Publications

"Supreme Court Ruling will Transform Minimum Wage Liability Landscape," Insurance Day July 2, 2018

“D&O insurers are set to benefit from the reduced exposure to claims after" the U.S. Supreme Court decision in Epic Systems Corp. v. Lewis, "but the changes could significantly cut the demand for this form of cover in the US,” Louis Kozloff writes in Insurance Day. “The Epic Systems decision will significantly curtail the instances of employees bringing class action lawsuits to address wage-and-hour violations. This will reduce both the frequency and severity of such claims under wage-and-hour cover that is frequently issued in conjunction with directors’ and officers’ employment practices liability insurance (EPLI) cover or as standalone policies.”

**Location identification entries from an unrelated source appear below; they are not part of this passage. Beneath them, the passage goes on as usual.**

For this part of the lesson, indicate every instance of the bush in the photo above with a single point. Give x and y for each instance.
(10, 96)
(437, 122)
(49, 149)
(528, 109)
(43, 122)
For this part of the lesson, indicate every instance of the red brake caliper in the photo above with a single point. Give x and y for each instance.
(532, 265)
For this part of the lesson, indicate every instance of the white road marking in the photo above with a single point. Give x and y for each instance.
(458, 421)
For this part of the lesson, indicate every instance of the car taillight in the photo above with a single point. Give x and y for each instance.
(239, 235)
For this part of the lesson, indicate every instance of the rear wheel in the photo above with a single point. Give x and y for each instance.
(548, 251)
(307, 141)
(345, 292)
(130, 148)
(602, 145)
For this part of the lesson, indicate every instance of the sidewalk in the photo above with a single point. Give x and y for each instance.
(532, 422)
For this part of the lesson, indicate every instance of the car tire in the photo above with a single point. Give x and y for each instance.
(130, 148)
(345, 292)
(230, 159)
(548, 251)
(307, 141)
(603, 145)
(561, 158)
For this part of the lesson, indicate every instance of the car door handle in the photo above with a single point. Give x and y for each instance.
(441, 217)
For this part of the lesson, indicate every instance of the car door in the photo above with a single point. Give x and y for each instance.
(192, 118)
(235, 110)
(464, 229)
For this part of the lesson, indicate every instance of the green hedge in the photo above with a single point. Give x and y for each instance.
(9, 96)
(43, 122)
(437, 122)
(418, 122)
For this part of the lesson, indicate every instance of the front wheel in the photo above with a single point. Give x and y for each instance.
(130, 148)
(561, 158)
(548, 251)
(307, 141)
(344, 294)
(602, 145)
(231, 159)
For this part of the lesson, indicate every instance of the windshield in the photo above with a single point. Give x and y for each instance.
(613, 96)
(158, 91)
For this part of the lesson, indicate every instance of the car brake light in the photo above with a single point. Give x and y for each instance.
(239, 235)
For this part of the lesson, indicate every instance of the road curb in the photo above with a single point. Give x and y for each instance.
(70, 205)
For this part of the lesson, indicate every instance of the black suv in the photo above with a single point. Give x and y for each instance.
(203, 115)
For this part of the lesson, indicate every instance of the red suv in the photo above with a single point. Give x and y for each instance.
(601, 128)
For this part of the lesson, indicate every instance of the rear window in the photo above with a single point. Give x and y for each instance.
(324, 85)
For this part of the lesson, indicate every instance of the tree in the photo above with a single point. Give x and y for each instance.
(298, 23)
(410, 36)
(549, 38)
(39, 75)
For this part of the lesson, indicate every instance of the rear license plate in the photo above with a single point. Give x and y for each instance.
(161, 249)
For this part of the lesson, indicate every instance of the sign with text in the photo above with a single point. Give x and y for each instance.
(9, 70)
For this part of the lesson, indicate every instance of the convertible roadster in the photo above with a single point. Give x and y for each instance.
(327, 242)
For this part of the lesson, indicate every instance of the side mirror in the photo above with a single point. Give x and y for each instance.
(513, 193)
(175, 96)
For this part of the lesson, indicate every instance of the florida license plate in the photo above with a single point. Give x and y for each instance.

Lou, a partner in the firm's Global Insurance Services practice, defines a wage-and-hour claim as a claim “brought by an employee against an employer under the federal Fair Labor Standards Act (FLSA) or similar state laws alleging that the employer violated rules regarding payment of hourly wages, minimum wages, or overtime.” The U.S. Department of Labor (DOL), a state regulatory agency, or an employee can pursue such claims, and studies show that the violations are widespread. “One study estimated that in Chicago, New York, and Los Angeles alone, low-wage workers lose nearly $3bn in legally owed wages each year.”

“Based on Epic Systems, employers who do not currently have employment contracts with arbitration and class action waiver provisions are being advised to modify their agreements to include them,” Louis concludes. “Employment contracts with arbitration provisions and class action waivers can be seen as a more effective way to mitigate the risk of significant wage-and-hour claim exposure.”